In Dead Lines, Greg Bear takes a different path from his previous novels, confronting readers with technology and terror from the point of view of protagonist Peter Russell. Peter is unemployed, still mourning the murder of his ten-year old daughter Danielle, divorced from Helen who has taken second daughter Lindsey, and grieving over the death of his best friend Phil. Peter turned to drinking but has been sober for the past eighteen months. He earns some money running errands for the eccentric Joseph Adrian Benoleil and his wife Michelle. The Salaambo estate consists of an old, one-time elegant, non-habitable mansion 'Jesus Wept', and 'Flaubert House' in which the Benoleils dwell. The two buildings are connected by an underground tunnel with a questionable past.

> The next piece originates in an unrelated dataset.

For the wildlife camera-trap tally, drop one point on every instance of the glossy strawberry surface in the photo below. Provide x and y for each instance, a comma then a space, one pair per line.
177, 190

Peter is offered a job with Trans, a company promoting new cell-phone technology boasting a vast bandwidth. Accepting the position as public relations rep to develop promos to 'sell the cell', Peter is allotted a number of free phones for distribution. The company's rep Stanley Weinsten, and Arpad Kreisler, engineer of the 'transponder' (the power source of the Trans phones) are housed in the abandoned San Andreas prison facilities. After accepting the job, Peter begins to see apparitions, 'eel shadows', wisps of images, and misty figures. After spreading Phil's ashes over the sea near his friend's residence, Peter sees three phantom-like girls in the company of an elderly man, a man who resembles a weather-worn statue. From a bedroom in Phil's house, Peter hears weeping, discovers a woman's figure standing by the bed, and recognizes Phil's ex-wife Lydia. Except ... Lydia had come and gone earlier that day to give Peter access to Phil's house.

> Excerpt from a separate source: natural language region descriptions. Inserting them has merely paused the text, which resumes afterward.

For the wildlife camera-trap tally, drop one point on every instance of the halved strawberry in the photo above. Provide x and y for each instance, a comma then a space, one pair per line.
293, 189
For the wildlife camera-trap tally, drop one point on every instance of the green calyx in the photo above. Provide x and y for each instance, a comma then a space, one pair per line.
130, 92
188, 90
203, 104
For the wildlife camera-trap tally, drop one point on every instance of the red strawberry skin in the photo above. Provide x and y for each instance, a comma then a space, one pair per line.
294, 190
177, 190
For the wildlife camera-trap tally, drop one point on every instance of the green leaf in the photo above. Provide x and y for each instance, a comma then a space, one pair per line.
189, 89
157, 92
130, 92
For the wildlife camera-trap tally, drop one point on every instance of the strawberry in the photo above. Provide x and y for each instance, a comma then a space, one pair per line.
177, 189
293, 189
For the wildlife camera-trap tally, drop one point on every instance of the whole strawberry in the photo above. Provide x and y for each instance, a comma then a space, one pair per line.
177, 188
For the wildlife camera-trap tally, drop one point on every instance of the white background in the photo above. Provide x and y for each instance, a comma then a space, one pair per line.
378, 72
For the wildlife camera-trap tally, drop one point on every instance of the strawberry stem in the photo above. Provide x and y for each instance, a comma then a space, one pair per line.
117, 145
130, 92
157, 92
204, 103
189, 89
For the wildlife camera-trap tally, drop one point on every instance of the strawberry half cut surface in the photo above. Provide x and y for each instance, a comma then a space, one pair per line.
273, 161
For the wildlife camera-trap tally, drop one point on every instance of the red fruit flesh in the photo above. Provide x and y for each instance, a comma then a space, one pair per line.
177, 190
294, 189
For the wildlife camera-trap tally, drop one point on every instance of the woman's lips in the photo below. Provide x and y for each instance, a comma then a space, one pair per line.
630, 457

Returning to his own home, Peter hears a child's cries. Entering a bedroom, he sees daughter Lindsey, dropped off earlier by Helen for an overnight stay. Within minutes the phone rings - Helen advising him that she was unable to drop Lindsey off. Then who did he just talk with and hug? Other characters, such as Sandaji and Edward, spiritualist and psychic, add dimension and suspicion. While on an errand for Joseph to see Sandaji, Peter spots a young boy from another time period. He realizes the ghost sightings began upon acquisition of the Trans cell phones, and destroys those still in his possession. One late night, Peter visits the Benoleil estate using alarm code access to the property. He experiences haunting, eerie 'wraiths', visualizations of the living, and 'specters', appearances of the dead. Climbing the stairs in Joseph and Michelle's home, Peter senses something behind him, 'Shoo', he says. Then thinks 'You're my death ... grab me and shake me ... shake and chew and shake some more until I'm nothing but an empty sack of skin.'

Bear builds suspense from chapter to chapter with a purposeful leisurely-paced style. Descriptions are poetic as in 'Jasmine and honeysuckle vied with ... old rosebushes to scent the air, and the splashes of red and yellow and pink in the late-morning sun'. Bear describes scenes with finesse, and delicacy, yet with wonder, and his haunting prose encourages the reader to keep searching for answers. The last lines on the last page offer 'We were all there in that city that draws its paycheck from the manufacture of ghosts ... You'll join us soon enough. You're next.' I recommend Dead Lines as a gripping, out-of-the-ordinary story.